Libraries and bookstores are one of Washington's
big draws. The Library of Congress is the mother lode - it's the world's largest
library
and the US's national library - with over 115 million items on 965 kilometers (600 miles) of shelves!
Rooms to
read
Congress appropriated
funds for a library in 1800. Unfortunately it was destroyed by the
British when they sacked the Capitol in 1814.
Thomas Jefferson's
personal library then became the nucleus of the new collection.

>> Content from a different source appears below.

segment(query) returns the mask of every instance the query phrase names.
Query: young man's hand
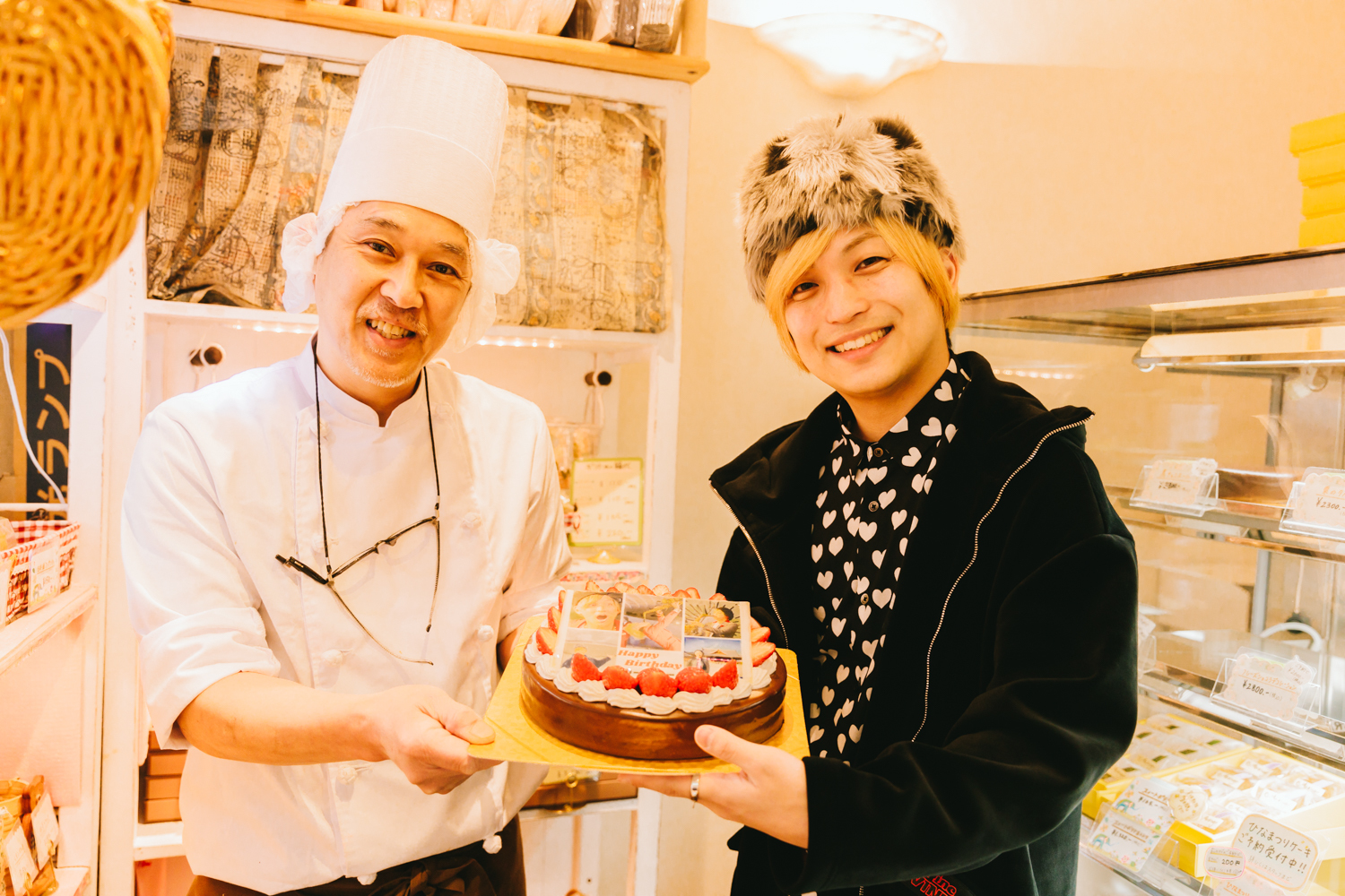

The imposing granite 1897 Beaux Arts Jefferson Building has a ceremonial
Corinthian portico, and sculpted busts of men of letters gazing
down.
For many scholars,
sitting in the Main Reading Room at the mahogany reader's tables 48.8
meters (160 feet) below the domed ceiling is an almost spiritual
experience.
The art deco Adams
Building was completed in 1939, the modern Madison Building opposite in
1980.
Mot just
books
Holdings in the
Jefferson, Madison, and Adams buildings, clustered between 1st and 3rd
streets on Pennsylvania Avenue SE, include the contents of Lincoln's pockets on the evening
he was shot, original scores by Beethoven and Brahms, props belonging to Houdini, and original drafts
of the Declaration of
Independence, the Emancipation
Proclamation, and
the Gettysburg Address.
(I couldn't
get into the Main Reading Room as the current president was giving a
speech for an exhibition of Winston Churchill's life.)